Maurer, who as finance minister oversees border guards, used the tougher German line to justify Switzerland’s approach of sending back to Italy up to 1,000 migrants a day trying to transit to Germany or other points north without valid papers and without applying for asylum in Switzerland.
“Germany is consistently securing the border to Switzerland,” Maurer told a weekend congress of the right-wing Swiss People’s Party (SVP), according to remarks reported by the NZZ am Sonntag paper and confirmed by his ministry.
The main transit path to Germany last year was the Balkan route via Austria, but as border controls have been tightened, more people are traveling via the Mediterranean and Italy.
NZZ am Sonntag cited German federal police in Berlin as saying they caught 3,385 illegal immigrants from Switzerland so far this year, up 40 percent from a year ago.
Maurer said German authorities had assigned an additional roughly 90 border guards and 40 police officers to the border segment to turn back illegal migrants from Switzerland, adding: “Germany has clearly moved away from its welcoming attitude.”
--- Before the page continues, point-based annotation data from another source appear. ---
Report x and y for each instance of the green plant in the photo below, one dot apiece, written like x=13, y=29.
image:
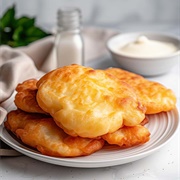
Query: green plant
x=19, y=31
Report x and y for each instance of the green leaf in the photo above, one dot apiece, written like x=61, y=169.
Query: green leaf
x=8, y=18
x=18, y=33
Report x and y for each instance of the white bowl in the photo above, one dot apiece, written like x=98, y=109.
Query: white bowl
x=147, y=66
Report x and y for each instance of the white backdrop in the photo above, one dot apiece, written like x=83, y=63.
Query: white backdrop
x=126, y=15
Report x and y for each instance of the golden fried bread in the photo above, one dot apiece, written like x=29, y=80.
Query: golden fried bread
x=42, y=133
x=154, y=96
x=88, y=103
x=128, y=136
x=25, y=98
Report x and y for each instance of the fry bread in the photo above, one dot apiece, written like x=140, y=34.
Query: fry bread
x=41, y=132
x=88, y=103
x=153, y=95
x=25, y=98
x=128, y=136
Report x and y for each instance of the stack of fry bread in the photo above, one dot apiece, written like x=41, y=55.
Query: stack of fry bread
x=76, y=110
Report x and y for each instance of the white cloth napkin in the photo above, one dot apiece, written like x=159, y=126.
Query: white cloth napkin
x=32, y=61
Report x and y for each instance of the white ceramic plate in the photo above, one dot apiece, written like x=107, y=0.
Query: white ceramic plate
x=162, y=127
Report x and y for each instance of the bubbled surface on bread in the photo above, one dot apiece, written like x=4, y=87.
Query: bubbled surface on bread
x=87, y=102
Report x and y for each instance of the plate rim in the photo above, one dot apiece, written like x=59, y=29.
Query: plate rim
x=81, y=163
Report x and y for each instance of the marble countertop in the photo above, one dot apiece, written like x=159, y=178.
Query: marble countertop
x=162, y=165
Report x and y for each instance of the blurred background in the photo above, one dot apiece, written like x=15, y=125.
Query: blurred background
x=129, y=15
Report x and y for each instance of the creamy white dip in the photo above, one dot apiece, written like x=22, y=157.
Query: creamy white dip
x=144, y=47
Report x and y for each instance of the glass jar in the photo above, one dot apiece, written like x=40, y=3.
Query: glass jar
x=69, y=41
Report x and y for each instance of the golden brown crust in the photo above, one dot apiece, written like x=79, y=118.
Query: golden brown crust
x=41, y=132
x=25, y=98
x=128, y=136
x=153, y=95
x=78, y=96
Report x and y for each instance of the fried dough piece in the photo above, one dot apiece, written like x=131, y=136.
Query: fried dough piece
x=154, y=96
x=25, y=98
x=42, y=133
x=128, y=136
x=88, y=103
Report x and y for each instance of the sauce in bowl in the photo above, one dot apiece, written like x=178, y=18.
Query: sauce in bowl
x=144, y=47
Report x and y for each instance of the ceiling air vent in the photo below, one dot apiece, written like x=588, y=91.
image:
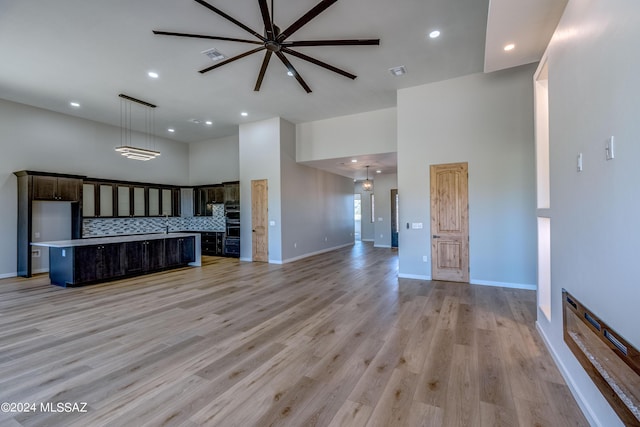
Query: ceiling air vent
x=213, y=54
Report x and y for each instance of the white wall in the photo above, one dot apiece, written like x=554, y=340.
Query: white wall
x=487, y=121
x=311, y=210
x=214, y=161
x=41, y=140
x=382, y=226
x=317, y=206
x=372, y=132
x=260, y=159
x=594, y=93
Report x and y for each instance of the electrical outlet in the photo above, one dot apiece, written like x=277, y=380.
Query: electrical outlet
x=609, y=148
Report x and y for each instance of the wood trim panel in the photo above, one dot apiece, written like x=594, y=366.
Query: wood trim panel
x=612, y=363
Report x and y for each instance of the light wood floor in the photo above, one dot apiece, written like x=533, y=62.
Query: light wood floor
x=335, y=340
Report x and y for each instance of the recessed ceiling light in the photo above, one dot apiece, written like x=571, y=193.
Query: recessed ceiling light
x=213, y=54
x=398, y=71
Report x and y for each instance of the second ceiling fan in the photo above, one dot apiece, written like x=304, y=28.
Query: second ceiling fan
x=275, y=41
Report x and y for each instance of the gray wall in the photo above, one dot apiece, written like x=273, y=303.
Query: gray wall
x=487, y=121
x=594, y=93
x=214, y=161
x=36, y=139
x=260, y=159
x=317, y=207
x=311, y=211
x=372, y=132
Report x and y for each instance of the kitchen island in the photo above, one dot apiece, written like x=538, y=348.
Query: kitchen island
x=85, y=261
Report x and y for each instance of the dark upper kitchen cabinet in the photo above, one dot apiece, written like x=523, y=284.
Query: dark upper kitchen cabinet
x=44, y=186
x=56, y=188
x=128, y=199
x=231, y=191
x=179, y=251
x=205, y=197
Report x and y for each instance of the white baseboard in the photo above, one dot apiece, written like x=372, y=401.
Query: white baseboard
x=504, y=284
x=299, y=257
x=414, y=276
x=586, y=409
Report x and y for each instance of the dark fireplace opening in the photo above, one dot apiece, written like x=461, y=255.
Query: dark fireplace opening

Asked about Maurer’s remarks, Germany’s interior ministry confirmed that federal police were deployed at the Swiss border to detain and expel people who violate entry requirements and do not seek formal protection.
The numbers of such people has been increasing over the last few months and are in the low- to mid-double digits a day, a spokesman said by email, adding: “The development is related to the still significant Mediterranean route to Italy.”
German Chancellor Angela Merkel’s popularity has suffered in the wake of the attacks and 52 percent of Germans think her migrant policy is bad, a poll published this month showed.